We objectively have a problem shipping our product, and because most of the old guard work remotely it is nigh on impossible to effectively build consensus around making any kind of big change. It is very a hard ship sail.

The saving grace? My manager and I go in three days a week. So does our VP Eng and the manager and tech lead of a couple of other important teams. We have whiteboard diagrams, 1:1 walks in the park, and chats in the kitchen. When we meet with the old guard, we sit together in a meeting room while they are on individual calls. I feel like we are getting somewhere, slowly, but an unsettling amount of time has been spent on how to effectively do staff-level persuasive tech-leadership, in the face of a highly talented but highly conservative cadre of senior engineers who keep themselves at arm’s length over Zoom.




It sounds more like the team is rather inexperienced for that kind of work environment.

Communication, the overarching priorities and alignment are super important. I work for a German insurance company and we rolled out crazy amounts of stuff over the last two years and started a re-org that is actually going well.

Also, emotional investment can be quite problematic. All the teams need to work on the overall goal. Having people fixated on their golden toy is a good way to crash into a hard wall.


Allianz Global Digital Factory, or whatever it’s called these days?


I don't know this but it sounds to me like a typical case where the senior engineers are the ones who really know how things work and they are also the ones doing the actual coding (which is probably why they prefer to work from home since it's much more productive). Then there's a bunch of manager types who only talk and write powerpoints who have a bunch of ideas that are divorced from reality. But they imagine that the people-actually-doing-the-work are the problem.

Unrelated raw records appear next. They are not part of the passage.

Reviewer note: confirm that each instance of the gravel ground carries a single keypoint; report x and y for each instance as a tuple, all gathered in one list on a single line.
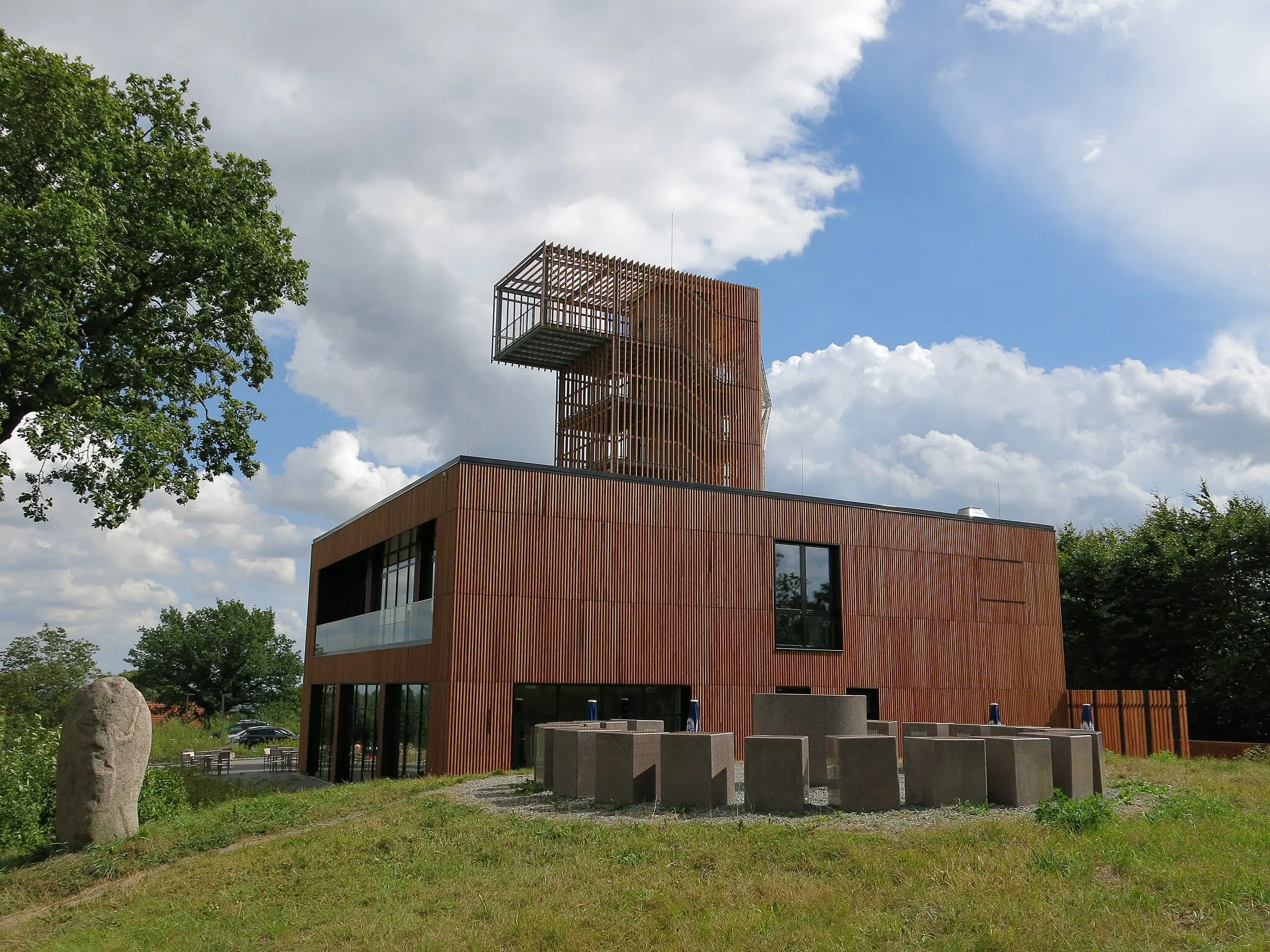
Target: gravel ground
[(510, 794)]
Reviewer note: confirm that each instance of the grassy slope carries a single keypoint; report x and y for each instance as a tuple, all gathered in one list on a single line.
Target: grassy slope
[(422, 873)]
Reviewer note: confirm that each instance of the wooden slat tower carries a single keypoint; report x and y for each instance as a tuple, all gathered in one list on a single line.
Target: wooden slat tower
[(659, 372)]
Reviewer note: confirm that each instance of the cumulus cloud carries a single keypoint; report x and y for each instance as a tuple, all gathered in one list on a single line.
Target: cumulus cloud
[(238, 540), (419, 152), (943, 427), (1060, 15), (422, 150), (1150, 127), (331, 479)]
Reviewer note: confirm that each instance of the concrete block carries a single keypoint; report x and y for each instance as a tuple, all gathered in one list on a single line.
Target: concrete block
[(698, 770), (574, 760), (945, 771), (864, 774), (544, 749), (1020, 772), (646, 726), (1096, 752), (626, 767), (923, 729), (812, 716), (776, 774), (1072, 758)]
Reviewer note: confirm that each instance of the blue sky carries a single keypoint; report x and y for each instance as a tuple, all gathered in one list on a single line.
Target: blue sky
[(1014, 243)]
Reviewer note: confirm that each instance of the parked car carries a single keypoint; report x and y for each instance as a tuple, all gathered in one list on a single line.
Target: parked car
[(267, 734), (243, 725)]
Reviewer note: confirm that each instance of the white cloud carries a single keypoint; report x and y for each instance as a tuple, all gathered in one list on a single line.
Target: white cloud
[(1173, 100), (1060, 15), (238, 540), (941, 427), (422, 150), (419, 152)]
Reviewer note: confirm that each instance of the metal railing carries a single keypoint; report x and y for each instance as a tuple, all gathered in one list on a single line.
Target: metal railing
[(406, 625)]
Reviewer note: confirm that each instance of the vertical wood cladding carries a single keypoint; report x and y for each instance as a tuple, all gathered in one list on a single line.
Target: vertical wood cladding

I honestly think almost everyone should be required to code themselves, at least part time. That would clear out the parasitic office-politics talkers and bring power back where it belongs: to the people who actually know something, but don't have time for scheming because they actually work.


> “bad old days of when people all had their own branches”

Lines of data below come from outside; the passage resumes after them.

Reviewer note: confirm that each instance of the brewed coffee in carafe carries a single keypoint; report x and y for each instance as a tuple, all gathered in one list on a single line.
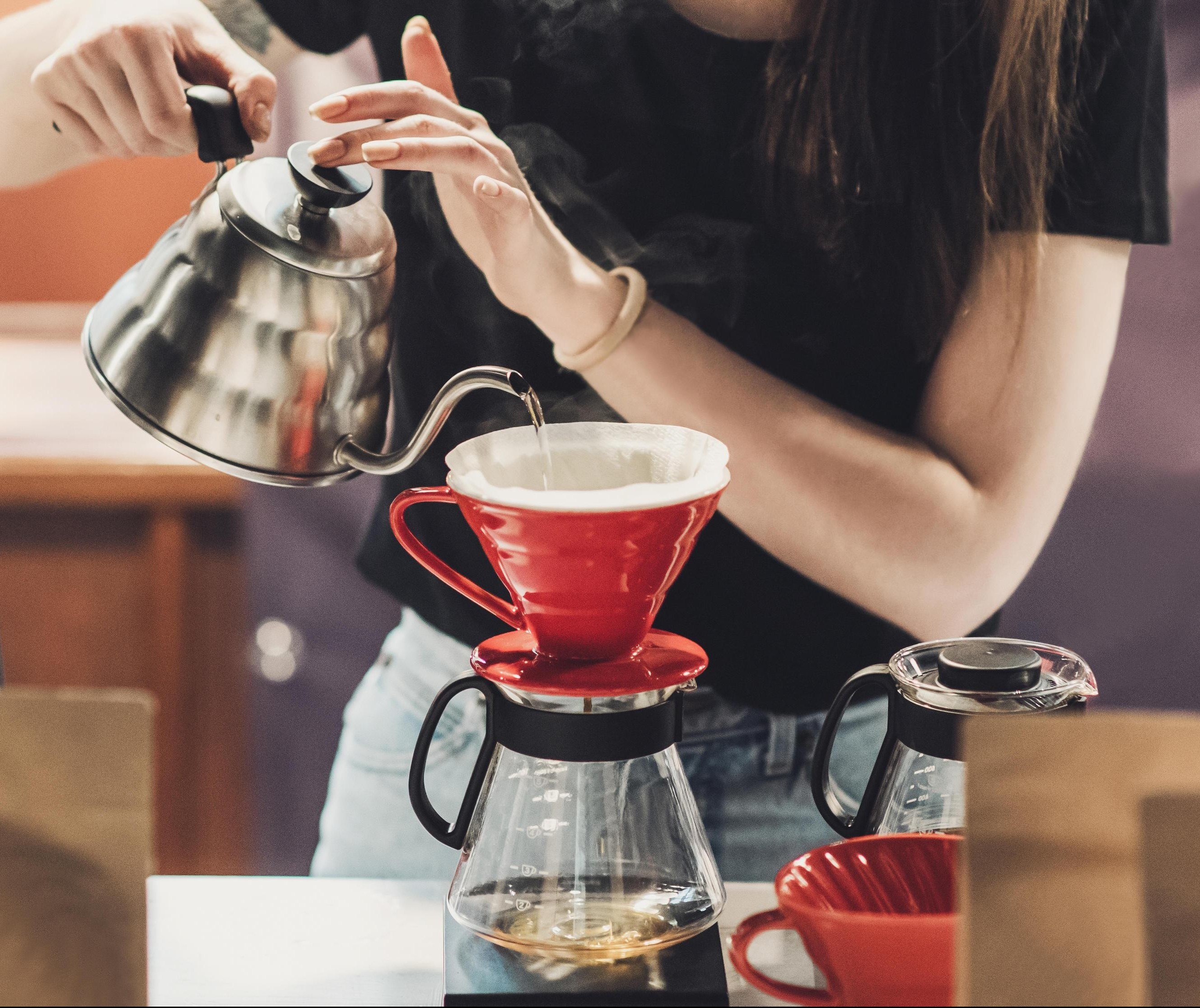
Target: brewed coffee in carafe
[(580, 835)]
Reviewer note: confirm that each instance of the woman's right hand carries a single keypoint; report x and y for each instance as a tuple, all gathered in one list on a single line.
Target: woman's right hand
[(114, 84)]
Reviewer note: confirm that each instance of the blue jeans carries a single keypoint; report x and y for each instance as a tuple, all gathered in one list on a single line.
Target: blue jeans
[(749, 770)]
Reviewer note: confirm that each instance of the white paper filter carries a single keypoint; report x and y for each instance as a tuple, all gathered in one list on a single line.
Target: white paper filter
[(594, 467)]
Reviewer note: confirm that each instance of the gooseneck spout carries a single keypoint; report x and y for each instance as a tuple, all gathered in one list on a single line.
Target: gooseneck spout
[(503, 378)]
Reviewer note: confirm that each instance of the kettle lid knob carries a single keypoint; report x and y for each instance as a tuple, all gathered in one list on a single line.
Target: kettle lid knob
[(324, 189), (995, 667)]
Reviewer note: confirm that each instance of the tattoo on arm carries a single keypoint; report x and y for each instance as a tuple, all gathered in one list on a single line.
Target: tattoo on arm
[(245, 21)]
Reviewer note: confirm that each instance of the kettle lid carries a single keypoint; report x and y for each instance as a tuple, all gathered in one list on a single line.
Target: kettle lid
[(990, 676), (310, 218)]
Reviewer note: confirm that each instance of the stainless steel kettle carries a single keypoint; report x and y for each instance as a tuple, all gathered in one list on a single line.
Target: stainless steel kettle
[(253, 337)]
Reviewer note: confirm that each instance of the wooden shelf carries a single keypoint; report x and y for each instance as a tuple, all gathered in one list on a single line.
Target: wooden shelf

I’m sort-of-an-SRE at a large enterprise and I see many developers gravitate towards this pattern. There’s a Dev1 branch for the first developer and a Dev2 for the second, etc…

And as you said, a huge merge the day before production rollout.

I’m trying to steer them in the right direction but it’s hard to find a good source that covers everything.

E.g.: this this the bad way, here’s how it goes wrong, this is the good way, this is how it fixes it.

Got any good references I can use?


Sounds like a lot of cultural issues. My pre-covid job was a very small company but similar stuff.

We hired an in-town workforce and cut the old guard out completely. Worked in person everyday until lockdown but had flexibility as well.

We were all pretty close (10ish people including execs) so remote work was fine and we shut down the office… I’m a much bigger remote work fan now because of how well it went.

The people on the same page will be on the same page whether they’re waking through the park or not. It may be time for the others to move along.